The Coordination Structure of the Extracted Nickel(II) Complex with a Synergistic Mixture Containing Lix63 and Versatic10

Abstract

In the present work, the nickel(II) synergist complex with isobutyric acid (HLI ) and 5‐hydroxy‐4‐octanone oxime (HBI ), which were the corresponding short‐chain analogs of the active synergistic mixture of Versatic10 (HL) and Lix63 (5,8‐diethyl‐7‐hydroxy‐6‐dodecanoneoxime, HB), was prepared and studied by single‐crystal X‐ray diffraction (XRD). The crystal structure of the nickel(II) synergist complex showed that the composition of the complex was Ni(LI )2(HBI )2 with a cis‐form octahedron geometry structure. Both intra‐ and intermolecular hydrogen bonding were observed in the crystal lattice.
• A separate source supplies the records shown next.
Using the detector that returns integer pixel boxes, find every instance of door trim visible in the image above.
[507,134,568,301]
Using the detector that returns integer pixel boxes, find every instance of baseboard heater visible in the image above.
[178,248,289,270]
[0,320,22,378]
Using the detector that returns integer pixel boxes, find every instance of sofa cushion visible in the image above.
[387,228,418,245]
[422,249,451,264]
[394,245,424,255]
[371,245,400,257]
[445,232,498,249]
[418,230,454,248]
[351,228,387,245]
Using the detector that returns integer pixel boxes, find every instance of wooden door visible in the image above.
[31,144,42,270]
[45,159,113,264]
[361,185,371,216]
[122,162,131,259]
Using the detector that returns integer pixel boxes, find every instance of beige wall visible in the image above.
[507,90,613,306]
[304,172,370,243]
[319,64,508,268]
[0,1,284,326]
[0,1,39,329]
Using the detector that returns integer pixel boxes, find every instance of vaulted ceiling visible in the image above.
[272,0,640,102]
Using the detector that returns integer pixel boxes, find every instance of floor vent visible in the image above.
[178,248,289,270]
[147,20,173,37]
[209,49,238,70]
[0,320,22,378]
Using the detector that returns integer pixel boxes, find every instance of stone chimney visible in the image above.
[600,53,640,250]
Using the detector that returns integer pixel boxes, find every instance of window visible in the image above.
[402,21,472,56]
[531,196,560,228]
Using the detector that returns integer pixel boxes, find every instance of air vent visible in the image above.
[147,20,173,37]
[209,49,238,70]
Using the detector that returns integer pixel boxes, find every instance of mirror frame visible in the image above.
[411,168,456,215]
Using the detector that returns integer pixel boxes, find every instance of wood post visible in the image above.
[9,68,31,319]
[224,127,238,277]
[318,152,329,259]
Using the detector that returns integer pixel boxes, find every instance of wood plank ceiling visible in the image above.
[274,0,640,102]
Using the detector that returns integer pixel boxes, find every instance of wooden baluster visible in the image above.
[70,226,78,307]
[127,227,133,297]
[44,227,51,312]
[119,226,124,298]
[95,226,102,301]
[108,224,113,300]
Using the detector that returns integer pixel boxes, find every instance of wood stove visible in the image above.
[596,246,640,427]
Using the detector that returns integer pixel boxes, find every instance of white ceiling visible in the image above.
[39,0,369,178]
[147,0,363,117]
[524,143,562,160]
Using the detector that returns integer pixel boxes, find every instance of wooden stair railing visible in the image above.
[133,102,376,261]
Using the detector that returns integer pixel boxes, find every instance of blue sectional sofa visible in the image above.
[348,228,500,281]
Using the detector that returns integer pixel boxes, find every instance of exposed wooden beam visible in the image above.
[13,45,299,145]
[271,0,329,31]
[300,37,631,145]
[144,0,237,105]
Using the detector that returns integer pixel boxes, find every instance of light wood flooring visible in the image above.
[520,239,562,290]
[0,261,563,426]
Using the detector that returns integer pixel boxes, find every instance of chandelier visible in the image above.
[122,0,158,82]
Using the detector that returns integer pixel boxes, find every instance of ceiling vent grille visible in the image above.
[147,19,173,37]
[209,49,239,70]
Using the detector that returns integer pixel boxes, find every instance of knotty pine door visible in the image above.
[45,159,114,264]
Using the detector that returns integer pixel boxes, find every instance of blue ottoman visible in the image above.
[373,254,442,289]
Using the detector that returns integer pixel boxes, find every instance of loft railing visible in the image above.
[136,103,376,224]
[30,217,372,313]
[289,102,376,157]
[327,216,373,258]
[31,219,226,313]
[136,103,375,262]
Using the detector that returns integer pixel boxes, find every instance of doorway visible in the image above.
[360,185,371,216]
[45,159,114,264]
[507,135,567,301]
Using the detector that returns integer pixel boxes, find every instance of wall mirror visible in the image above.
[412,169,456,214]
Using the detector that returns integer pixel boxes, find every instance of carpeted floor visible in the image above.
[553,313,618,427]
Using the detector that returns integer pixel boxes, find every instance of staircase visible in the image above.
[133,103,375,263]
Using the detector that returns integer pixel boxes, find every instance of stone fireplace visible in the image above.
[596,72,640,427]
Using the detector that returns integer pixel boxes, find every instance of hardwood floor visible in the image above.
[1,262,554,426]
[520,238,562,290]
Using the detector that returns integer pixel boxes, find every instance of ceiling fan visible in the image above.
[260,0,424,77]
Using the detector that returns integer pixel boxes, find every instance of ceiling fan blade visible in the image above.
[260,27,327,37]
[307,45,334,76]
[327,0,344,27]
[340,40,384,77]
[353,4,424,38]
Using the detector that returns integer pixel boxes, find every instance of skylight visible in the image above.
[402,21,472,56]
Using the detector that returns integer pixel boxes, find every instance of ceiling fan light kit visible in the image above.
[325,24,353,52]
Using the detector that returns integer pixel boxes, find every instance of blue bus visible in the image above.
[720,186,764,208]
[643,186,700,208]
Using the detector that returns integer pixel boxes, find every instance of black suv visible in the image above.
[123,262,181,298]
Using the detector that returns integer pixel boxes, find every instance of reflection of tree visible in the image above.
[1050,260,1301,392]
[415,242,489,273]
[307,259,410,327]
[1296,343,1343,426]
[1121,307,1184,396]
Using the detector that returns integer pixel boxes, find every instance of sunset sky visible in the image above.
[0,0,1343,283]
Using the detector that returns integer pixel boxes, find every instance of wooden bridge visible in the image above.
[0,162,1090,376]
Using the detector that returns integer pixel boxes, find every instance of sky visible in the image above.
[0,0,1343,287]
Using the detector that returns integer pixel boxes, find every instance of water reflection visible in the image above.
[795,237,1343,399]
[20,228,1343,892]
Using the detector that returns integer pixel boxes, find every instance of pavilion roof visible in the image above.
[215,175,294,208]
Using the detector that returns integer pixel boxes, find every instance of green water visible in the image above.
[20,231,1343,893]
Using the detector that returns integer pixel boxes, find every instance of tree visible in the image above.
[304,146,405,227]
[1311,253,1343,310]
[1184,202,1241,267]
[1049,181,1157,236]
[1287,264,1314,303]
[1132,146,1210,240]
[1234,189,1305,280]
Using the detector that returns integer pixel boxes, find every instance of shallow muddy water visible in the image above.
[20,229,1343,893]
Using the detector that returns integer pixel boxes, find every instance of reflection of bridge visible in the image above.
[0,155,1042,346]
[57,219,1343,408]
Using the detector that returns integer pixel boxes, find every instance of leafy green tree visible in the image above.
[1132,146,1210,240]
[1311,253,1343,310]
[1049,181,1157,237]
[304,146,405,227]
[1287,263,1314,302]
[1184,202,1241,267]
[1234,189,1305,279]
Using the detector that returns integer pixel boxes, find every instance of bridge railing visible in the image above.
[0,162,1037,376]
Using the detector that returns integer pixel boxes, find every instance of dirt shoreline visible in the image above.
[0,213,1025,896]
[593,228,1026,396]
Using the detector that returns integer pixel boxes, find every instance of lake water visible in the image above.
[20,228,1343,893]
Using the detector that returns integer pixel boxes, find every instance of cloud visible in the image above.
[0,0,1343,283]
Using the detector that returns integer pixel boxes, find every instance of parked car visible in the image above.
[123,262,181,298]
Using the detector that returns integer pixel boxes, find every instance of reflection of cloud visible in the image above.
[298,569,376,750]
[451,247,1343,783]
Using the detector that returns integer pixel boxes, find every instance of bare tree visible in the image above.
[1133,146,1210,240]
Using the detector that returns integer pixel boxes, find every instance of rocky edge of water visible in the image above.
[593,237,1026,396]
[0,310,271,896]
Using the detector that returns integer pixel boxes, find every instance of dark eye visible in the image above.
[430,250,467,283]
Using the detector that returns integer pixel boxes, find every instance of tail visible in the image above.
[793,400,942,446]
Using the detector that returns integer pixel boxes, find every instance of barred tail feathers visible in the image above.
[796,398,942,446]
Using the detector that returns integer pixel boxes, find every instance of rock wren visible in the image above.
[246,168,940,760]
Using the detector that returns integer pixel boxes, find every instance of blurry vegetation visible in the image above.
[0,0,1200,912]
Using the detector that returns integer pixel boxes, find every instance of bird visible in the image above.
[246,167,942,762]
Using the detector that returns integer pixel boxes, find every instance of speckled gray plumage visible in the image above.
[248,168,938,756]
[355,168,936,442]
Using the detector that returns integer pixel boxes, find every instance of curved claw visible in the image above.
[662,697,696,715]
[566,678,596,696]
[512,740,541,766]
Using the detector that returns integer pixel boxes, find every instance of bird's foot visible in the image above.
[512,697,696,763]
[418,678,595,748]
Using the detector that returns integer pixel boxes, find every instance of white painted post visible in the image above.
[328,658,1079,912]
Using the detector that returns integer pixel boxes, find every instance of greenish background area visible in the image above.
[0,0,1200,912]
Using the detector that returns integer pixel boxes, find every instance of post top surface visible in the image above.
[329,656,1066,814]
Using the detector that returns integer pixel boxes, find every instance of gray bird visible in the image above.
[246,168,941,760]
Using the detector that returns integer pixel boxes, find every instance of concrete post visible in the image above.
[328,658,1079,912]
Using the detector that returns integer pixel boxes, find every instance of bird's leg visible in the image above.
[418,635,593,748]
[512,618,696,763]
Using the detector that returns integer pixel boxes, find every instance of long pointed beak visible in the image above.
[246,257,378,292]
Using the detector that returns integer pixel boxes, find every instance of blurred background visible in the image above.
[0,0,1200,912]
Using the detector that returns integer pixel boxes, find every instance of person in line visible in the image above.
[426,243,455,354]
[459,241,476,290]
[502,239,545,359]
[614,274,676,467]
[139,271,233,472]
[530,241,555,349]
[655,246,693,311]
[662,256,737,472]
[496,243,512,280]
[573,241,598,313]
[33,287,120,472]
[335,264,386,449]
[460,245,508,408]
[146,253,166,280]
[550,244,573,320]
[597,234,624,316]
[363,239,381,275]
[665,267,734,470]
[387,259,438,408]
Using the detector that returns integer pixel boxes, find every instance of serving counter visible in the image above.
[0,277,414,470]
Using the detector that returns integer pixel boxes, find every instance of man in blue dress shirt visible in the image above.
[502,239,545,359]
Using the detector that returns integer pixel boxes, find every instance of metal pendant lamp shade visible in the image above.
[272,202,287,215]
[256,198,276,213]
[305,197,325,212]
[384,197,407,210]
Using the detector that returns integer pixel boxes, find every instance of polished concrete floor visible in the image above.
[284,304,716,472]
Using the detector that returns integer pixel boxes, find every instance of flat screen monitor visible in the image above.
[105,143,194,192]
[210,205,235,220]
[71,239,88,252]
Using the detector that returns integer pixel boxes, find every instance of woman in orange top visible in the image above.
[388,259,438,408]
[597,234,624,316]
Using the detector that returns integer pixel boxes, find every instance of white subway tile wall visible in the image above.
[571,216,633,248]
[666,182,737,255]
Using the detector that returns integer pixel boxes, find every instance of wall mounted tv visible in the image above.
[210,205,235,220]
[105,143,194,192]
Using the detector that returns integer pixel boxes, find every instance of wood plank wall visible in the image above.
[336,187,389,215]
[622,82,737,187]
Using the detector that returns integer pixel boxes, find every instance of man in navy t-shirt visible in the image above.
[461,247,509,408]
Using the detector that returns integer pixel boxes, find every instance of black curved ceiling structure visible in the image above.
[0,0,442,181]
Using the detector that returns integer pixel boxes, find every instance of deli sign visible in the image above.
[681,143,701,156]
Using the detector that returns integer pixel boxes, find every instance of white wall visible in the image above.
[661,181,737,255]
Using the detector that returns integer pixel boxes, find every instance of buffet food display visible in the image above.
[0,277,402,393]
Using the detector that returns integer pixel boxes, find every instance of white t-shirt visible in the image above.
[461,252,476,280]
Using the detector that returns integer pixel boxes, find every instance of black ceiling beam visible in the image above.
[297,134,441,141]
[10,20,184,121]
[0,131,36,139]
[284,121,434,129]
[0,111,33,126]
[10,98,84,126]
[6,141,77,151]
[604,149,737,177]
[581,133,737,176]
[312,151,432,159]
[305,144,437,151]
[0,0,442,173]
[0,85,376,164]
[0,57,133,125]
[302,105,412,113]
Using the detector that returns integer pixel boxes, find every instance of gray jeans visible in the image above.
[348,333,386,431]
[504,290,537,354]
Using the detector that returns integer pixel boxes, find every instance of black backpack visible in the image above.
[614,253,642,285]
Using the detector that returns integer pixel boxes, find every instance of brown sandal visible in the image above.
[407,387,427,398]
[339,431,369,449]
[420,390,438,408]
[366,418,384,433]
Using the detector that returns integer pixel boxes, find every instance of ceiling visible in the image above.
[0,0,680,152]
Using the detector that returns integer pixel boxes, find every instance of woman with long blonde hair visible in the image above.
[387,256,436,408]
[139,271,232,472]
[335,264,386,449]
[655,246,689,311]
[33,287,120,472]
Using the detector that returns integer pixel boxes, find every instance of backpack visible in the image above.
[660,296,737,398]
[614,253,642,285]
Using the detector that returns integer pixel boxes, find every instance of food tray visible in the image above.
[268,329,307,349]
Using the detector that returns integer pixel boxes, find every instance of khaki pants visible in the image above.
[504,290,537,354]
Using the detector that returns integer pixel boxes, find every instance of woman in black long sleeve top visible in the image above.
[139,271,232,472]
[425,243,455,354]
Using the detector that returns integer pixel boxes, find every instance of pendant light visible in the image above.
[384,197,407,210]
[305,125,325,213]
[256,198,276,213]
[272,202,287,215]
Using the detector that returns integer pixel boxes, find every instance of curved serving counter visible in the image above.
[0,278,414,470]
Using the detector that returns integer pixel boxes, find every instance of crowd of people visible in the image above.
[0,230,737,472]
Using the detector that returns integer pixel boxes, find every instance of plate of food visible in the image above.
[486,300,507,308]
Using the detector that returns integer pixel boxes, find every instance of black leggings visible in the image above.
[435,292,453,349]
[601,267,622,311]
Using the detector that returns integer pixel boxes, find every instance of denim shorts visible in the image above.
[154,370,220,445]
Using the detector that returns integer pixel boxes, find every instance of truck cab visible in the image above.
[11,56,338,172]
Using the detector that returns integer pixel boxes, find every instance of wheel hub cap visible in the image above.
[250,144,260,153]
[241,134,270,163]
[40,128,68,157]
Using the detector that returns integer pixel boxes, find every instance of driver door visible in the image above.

Compared with the free ligands, similar band shifts of Fourier transform infrared (FT‐IR) spectra assigned to the stretching vibration of carbon–oxygen single bond (CO), the stretching vibration of carbon–nitrogen double bond (CN), and the disappearance of the scissoring vibration of α‐hydroxy (OH) were correspondingly found in both the nickel(II) synergist complex and the extracted nickel(II) complex in the nonpolar organic phase. Combined with the results from ESI‐MS, XRD, and slope analysis, it was concluded that the major species of the extracted nickel(II) complex in the nonpolar organic phase might possess a similar coordination structure [Ni(HB)2(L)2] as the nickel(II) synergist complex, along with the neutral complex [Ni(HB)(B)2].